Spencer Crawford, banjo picker, accordion player and manager of That Damn Sasquatch, said in addition to bluegrass, the band also plays Cajun and Zydeco music. While the group has performed in Sturgis, S.D. for the annual motorcycle rally, Crawford said they prefer to stay in Colorado, because "it's hard to leave the greatest state around."
The 8-year-old band was named from a line in the Adam Sandler movie "Billy Madison." Crawford said it seemed like a fitting name, because bluegrass is "elusive like the Sasquatch and hides in the hills." He calls the band's sound "newgrass," and it is well-loved by Crawford.
"I play bluegrass, because it is an organic form of music," he said. "You don't need amplifiers or even power, and the vocal harmonies and the energy of up-tempo bluegrass is exciting."
That Damn Sasquatch has never performed in Broomfield, and Spencer said when the promoter invited them, he thought the Broomfield "Audi" was a car dealership. No matter, wherever they go, they get a good response.
"People dance at most of our shows," he said. "We encourage cutting loose, getting rowdy and hootin' and hollerin'."
Music lovers attending the concert will be treated to a 45-minute set of mostly original songs by That Damn Sasquatch, peppered with a few covers of well-known bluegrass tunes. Spencer said if they play covers, they like to change them up a little bit by altering the tempo or instrumentation.
Spencer writes the songs along with guitar player Derek Bridges and mandolin player Mike Hall. Jim Fischer, on stand-up base and Bobby Krech, on fiddle are new to the band, and have written a few tunes that are being worked into the sets.
Everyone is encouraged to write their own thing, but what inspires them is a personal vision.
"I am inspired by so many different things, but I always want to make sure my songs have unique lyrical content and meaningful subject matter," Spencer said. "I want to invoke emotional and intellectual stimulation."
And of course he wants the songs to be fun, and something that people can dance to.
Also on the program is the Rapidgrass Quintet. Members of the five-man band have performed all over the world, together and as solo acts. A combination of bluegrass, Gypsy swing, modern folk and acoustic funk are all part of their repertoire.
The Colorado Bluegrass Music Society is a statewide organization that strives to promote and preserve bluegrass, a musical genre that came to America in the 18th century through folk songs introduced by immigrants from Ireland, Scotland and England. Born in the Appalachian region, where many of the United Kingdom immigrants settled, bluegrass has now spread across the country and to urban locales.
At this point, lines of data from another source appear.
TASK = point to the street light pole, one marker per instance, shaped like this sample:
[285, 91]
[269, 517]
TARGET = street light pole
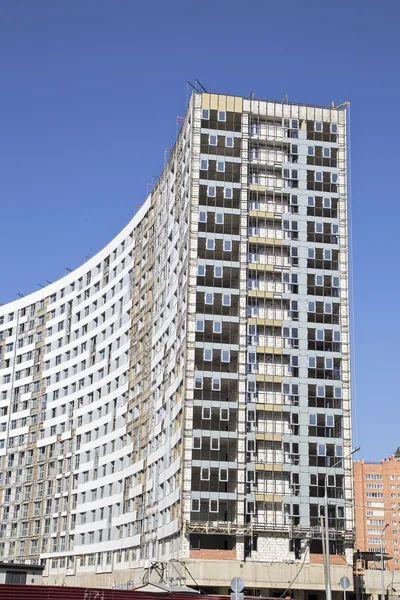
[328, 587]
[382, 564]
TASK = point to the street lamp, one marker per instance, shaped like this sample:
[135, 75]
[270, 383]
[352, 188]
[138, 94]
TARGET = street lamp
[382, 564]
[328, 587]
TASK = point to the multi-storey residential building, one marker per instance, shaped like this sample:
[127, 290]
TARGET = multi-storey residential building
[377, 507]
[185, 393]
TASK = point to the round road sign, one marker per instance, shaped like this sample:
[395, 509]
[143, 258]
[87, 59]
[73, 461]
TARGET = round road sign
[344, 582]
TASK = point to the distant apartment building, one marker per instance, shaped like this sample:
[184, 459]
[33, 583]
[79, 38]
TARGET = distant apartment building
[184, 395]
[377, 504]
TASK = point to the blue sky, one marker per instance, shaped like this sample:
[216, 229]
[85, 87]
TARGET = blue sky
[90, 91]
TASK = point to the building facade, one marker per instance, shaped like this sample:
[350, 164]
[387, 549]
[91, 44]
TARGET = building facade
[185, 394]
[377, 505]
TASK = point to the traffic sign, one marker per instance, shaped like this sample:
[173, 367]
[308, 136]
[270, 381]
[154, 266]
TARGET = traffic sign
[344, 582]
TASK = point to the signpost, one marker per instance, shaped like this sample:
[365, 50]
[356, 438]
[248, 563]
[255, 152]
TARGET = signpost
[344, 584]
[237, 586]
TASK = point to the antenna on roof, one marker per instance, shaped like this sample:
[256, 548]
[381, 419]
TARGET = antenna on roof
[201, 85]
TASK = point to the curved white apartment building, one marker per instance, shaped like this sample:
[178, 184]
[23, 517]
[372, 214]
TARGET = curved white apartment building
[184, 395]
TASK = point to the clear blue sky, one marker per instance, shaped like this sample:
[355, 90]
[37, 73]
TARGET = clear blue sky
[89, 93]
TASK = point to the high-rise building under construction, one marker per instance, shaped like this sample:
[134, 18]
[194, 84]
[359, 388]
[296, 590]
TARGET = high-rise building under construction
[184, 395]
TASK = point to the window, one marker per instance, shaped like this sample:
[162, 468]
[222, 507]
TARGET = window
[227, 245]
[223, 474]
[205, 474]
[224, 414]
[327, 203]
[206, 413]
[329, 420]
[199, 325]
[225, 356]
[216, 384]
[207, 354]
[217, 326]
[214, 443]
[213, 505]
[251, 445]
[196, 443]
[210, 244]
[250, 508]
[321, 450]
[226, 299]
[196, 504]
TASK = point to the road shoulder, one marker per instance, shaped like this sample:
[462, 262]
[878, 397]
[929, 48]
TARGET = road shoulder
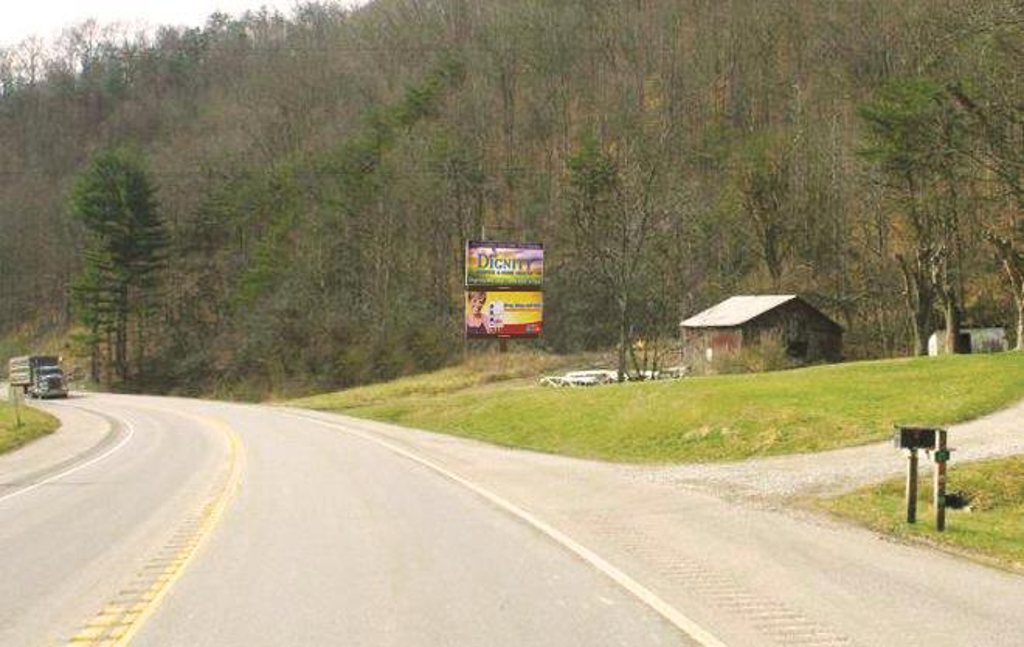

The Colorado Bluegrass Music Society, a registered nonprofit entity, is renowned in Colorado and beyond for its promotion and preservation of bluegrass music. It is a social network of sorts, linking musicians, fans and businesses to develop, promote and encourage all things bluegrass.
"Bluegrass pickers and fans are welcoming and down-to-earth folks, who create a community of acceptance and support for all levels of talent and interest, whether it be participating in a jam, playing in a band, or simply tapping your foot to the beat," the society's Doris Grey said in advance of the kickoff of last year's bluegrass series at the Auditorium.